Sony bowls a fast one with 'made for TV' cricket

Ever thought of making an eminent cricketer dance with a click of a computer mouse or a phone call? Chucking them in and out of a one-day cricket match as and when one wished if he's messing up on the field. That's precisely what Sony Entertainment Television has promised to cricket buffs while announcing its entry into what CEO Kunal Dasgupta termed a new genre of television programming with cricket as its centrepiece.


Close on the heels of Zee Telefilms announcing its entry into reality television with POW, Sony is brewing its own unique version of reality television centred around cricket, whose driving force would be a great level of interactivity with the viewing public.

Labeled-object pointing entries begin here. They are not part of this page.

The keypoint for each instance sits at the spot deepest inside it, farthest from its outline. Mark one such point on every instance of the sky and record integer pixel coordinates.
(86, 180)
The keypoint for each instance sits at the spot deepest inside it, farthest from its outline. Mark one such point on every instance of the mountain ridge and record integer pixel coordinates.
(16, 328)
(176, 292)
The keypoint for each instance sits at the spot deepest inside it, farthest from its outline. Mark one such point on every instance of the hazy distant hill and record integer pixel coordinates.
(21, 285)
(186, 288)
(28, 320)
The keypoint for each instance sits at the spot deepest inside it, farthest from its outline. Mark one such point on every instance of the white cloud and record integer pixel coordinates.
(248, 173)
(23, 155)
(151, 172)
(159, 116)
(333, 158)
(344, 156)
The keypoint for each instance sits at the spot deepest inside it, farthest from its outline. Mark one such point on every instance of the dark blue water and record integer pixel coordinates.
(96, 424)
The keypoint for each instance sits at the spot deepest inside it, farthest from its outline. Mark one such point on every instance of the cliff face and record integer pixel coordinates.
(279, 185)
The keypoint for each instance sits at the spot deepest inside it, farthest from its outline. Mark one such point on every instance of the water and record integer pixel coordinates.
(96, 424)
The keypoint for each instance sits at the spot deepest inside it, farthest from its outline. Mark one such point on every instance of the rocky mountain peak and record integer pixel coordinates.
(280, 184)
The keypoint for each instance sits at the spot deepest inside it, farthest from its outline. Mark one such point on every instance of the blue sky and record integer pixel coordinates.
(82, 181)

Something akin to the rolling substitutions in hockey, here the public would be able to decide who should be on and off the field during timeouts seems to be the general drift of what is being conceptualised.


Bidding to dispel media talk that Sony was planning a new version of masala cricket a la Kerry Packer in the early eighties, Dasgupta said the matches would be held only during the off season. There was no question of taking on any national cricket boards by putting together rebel teams, Dasgupta said. He, however evinced the hope that the endeavour will "generate unparalleled entertainment for the cricket loving public so that the cricket establishment will recognise Sony's innovation and contribution to the game.


The programme is to be aired over a 10-15 day period per season over three seasons in a year live on MAX. It is aiming for a nationwide audience and says it is hopeful people would participate in this made for television cricket game. According to Dasgupta, they were working with a group of associates to develop an innovative, transparent "made for television" cricket format using the latest available technology. Subject to their availability, Sony was planning to rope in the best national and international cricketers, Dasgupta said.


Dasgupta was unable to provide details of the format, who were the players who had signed on, or even when it would take off other than saying that it would be sometime in April or May.


A problem Sony will have to get around is the problem of uplinking. Sony has no uplinking facility in India but uplinks from Singapore. For the live feel of viewer interactivity this will have to be addressed. Anand Desai, senior vice-president corporate development, who is responsible for the show, admitted as much and said they were working on it. Desai, however, gave a categorical assurance that the programme would be real time live.


Referring to the interactive element of the game, Dasgupta said one of the top cricket portals would be hosting details on the match through which viewers could participate. Dasgupta admitted that Sony was entering uncharted territory with this effort but said it was worth a shot anyway.